Os líderes latino-americanos, no entanto, veem poucas vantagens na proposta de Washington. Podem não apoiar o desejo da China por Taiwan ou compartilhar o seu desejo de substituir os Estados Unidos como hegemonia global, mas também não gostam da ambição de Washington de excluir a China. Especialmente para os grandes produtores de matérias-primas da América do Sul, a China tem sido uma dádiva de Deus.
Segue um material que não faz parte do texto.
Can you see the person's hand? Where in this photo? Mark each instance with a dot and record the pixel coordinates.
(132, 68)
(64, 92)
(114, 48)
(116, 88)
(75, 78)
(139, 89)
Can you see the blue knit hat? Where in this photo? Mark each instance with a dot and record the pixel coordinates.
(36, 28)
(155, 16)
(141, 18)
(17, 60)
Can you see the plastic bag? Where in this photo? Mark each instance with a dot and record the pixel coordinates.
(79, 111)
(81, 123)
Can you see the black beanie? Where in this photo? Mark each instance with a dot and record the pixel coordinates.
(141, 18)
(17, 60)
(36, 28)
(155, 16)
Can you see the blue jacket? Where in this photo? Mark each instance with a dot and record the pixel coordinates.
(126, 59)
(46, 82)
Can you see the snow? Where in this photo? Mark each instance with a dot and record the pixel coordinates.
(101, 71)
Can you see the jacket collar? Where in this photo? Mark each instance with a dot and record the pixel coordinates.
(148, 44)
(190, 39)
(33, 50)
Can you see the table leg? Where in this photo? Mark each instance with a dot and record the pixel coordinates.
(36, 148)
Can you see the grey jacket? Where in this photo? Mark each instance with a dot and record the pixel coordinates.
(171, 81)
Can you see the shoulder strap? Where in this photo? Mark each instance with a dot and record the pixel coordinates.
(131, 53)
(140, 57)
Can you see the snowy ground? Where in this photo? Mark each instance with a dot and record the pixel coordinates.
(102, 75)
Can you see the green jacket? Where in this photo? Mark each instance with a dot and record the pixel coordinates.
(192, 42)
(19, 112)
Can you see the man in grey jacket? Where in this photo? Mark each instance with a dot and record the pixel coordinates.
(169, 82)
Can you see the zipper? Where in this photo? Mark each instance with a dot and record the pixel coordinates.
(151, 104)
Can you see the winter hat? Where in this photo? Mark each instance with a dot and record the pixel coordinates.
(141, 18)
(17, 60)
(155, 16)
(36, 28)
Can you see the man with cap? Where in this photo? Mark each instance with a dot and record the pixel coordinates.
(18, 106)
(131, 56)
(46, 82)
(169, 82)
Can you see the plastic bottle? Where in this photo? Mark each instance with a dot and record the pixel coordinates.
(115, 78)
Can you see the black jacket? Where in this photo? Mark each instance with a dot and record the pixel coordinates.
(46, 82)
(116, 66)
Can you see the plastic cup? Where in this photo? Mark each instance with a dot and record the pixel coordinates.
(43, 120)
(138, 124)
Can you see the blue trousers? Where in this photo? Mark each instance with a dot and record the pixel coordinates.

O modelo da Guerra Fria é algo que a região preferiria evitar. Desde a Aliança para o Progresso proposta na sequência da Revolução Cubana, passando pelo apoio ao golpe militar contra o presidente chileno Salvador Allende em 1973 e pelo financiamento dos Contras que lutaram contra o governo sandinista na Nicarágua em meados da década de 1980, o único objetivo de Washington na América Latina era evitar que caísse nos braços da União Soviética (URSS).

O desaparecimento da URSS proporcionou um breve momento em que outros caminhos poderiam ser seguidos. Os Estados Unidos assinaram o Acordo de Comércio Livre da América do Norte e até propuseram uma Zona de Comércio Livre das Américas para unir o continente com laços de comércio e investimento. Mas os ataques terroristas de 11 de setembro fecharam essa porta. Washington perdeu o interesse na região – até que a China começou a bisbilhotar.

Os Estados Unidos deveriam compreender, contudo, que o modelo “ou você está comigo ou contra mim” da Guerra Fria não funcionará no presente. Bandida e pobre, a União Soviética não tinha muito a oferecer em troca de obediência. A China, pelo contrário, tem dinheiro para investir e um enorme apetite pelas matérias-primas que sustentam as economias de vários países sul-americanos. Além disso, Beijing não exige uma lealdade política inabalável. “Até agora, os chineses não ideologizaram nem politizaram a relação”, disse-me Jorge Castañeda, antigo ministro das relações Exteriores do México.

O crescente envolvimento econômico da China representa certamente um desafio para os Estados Unidos e para a sua influência na região. A China oferece aos países latino-americanos uma medida de independência estratégica: eles podem agora desprezar Washington, sabendo que existe uma fonte alternativa de financiamento e comércio.

Mesmo no México, o país com menor probabilidade de desprezar Washington, uma vez que está intimamente ligado à economia dos EUA e tem laços bastante fracos com a China, as autoridades gostando da ideia. Como disse a ministra das relações Exteriores mexicana, Alicia Bárcena, à revista New Yorker, “o México terá de procurar outros caminhos” se os Estados Unidos se tornarem protecionistas sob uma segunda administração Trump. “A China é um país que está constantemente atento ao México.”

É importante não exagerar em nenhuma direção. A China investiu cerca de US$ 193 bilhões na América Latina e no Caribe entre 2000 e 2023, segundo a Red ALC-China, uma rede acadêmica que monitora a relação das regiões com a China. Isso representou apenas 6,6% do investimento estrangeiro total na América Latina e no Caribe durante o período. As empresas dos EUA investem mais num único ano. E, claro, a tão difamada Huawei está entre os investidores chineses, mas representa apenas 2,6% do dinheiro da China. A maior parte do seu investimento foi canalizada para infraestruturas de mineração e de energia elétrica.

Talvez haja uma razão para Washington se preocupar com a estação de monitoramento espacial dos militares chineses na Patagônia. Mas, seja qual for a ameaça real, é inútil ver a América Latina simplesmente como um teatro de conflito econômico no qual se pode destruir a China. No geral, Washington fará mais progressos quando se oferecer aos líderes latino-americanos como um parceiro e não como uma repreensão.

Isto pode não ser fácil, especialmente porque Washington virou as costas ao comércio, que já foi a ferramenta mais poderosa que tinha para construir laços econômicos e alianças em todo o mundo. Ainda assim, os Estados Unidos terão mais sorte se chegarem às capitais latino-americanas em trajes civis e com perspectivas de cooperação promissoras do que atualmente se aparecerem em trajes militares na esperança de forçar os líderes da região a aceitarem como suas as ameaças percebidas por Washington.